THE LORD BISHOP OF WORCESTER

My Lords, I should be very sorry if your Lordships were to think that I rise in order to support the common-sense view, as it was called, which has just been put before you by the noble Lord. I can only say for myself that if the basis from which he regards these matters is the common- sense basis, I must appear to your Lordships to be the veriest lunatic. This discussion has ranged over a rather wide area, and there are one or two simple matters connected with it, perhaps not more remote from it than some which have been already mentioned, which I desire to bring to your Lordships' notice. First of all, nothing has been said as to the large contribution towards the solution of this problem which has been made by some of the great employers of labour in this country. I was in a country parish in my diocese only yesterday afternoon, when one of my clergy consulted me as to the problems that are raised for him, and indirectly for me, by the erection by a great engineering firm in our countryside some two hundred houses. All that has to be taken into account.

Again, a great deal can be done, I am quite certain, by a wise insistence on the part of the local authorities erecting these houses, that they really shall be effectively occupied.
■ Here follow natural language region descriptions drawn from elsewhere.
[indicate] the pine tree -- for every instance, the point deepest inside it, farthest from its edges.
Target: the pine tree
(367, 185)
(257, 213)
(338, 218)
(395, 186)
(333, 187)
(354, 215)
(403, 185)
Anybody who lives, as I do, within twenty miles of a great city must be conscious that too many of these newly-erected houses somehow get into the occupation of persons of whom I desire to speak with the utmost respect and with some envy—the week-enders. I never have week-ends myself, and am therefore not likely to join this company. But the week-ender has no right at this moment to be occupying in the County of Worcester, from Saturday mid-day to Monday morning if he has a motor-car—and he probably has—a house which is really erected (because in Worcestershire there is a shortage of houses) for the genuine Worcestershire people.

May I add that I do feel that there is a certain danger in the way in which these houses are apportioned between one set of applicants and another. I find, as I go about, rather too great a tendency to favour the young married couple, or perhaps some young man of influence who comes to the allotting authority and asks for a house because he wants to be married. What happens in the. mean time is that the married man of some years standing, with a family to his credit, and living in the most terribly overcrowded conditions—there was one who wrote to me not long ago from a mere railway hutment—is entirely set aside in favour of the young couple, or the young man who wants to get married, and whose housing problem is not at the moment really serious, although it may become so in due course. I am very much obliged to your Lordships for allowing me to make these remarks, which, I am well aware, are not strictly germane to the Bill, but everything that has to to do with the social welfare of the workers in this country is of concern to every one of your Lordships, and therefore I do not apologise for mentioning those points.

THE LORD CHANCELLOR

My Lords, some very wide questions have been raised, and I will content myself in replying on the debate to dealing with two questions only. First, in answer to my noble friends Lord Lamington and Lord Banbury, I would only say that, like them I do not regard rent restriction as a good thing in itself, but I am confident that if they had the responsibility which His Majesty's Government have to day neither of them would be willing to allow the Acts to lapse at once. I am certain they would be compelled by the logic of events to continue them, at all events for a time. The second question I want to answer is that of the noble Lord, Lord Parmoor, who wanted to know what we were going to do two years hence. With all respect to him, I do not think I ought to be asked to answer that question. As has been said, we think it right to proceed by short steps, to renew the Acts for a limited time only. As to what may happen in 1927, I can give no promise, except tint we shall then, of course, carefully examine the whole question and come to Parliament—we or some other Government—with such proposals as may then appear to be proper. In the meantime, we keep a free hand.

On Question, Bill read 2a, and committed to a Committee of the Whole House.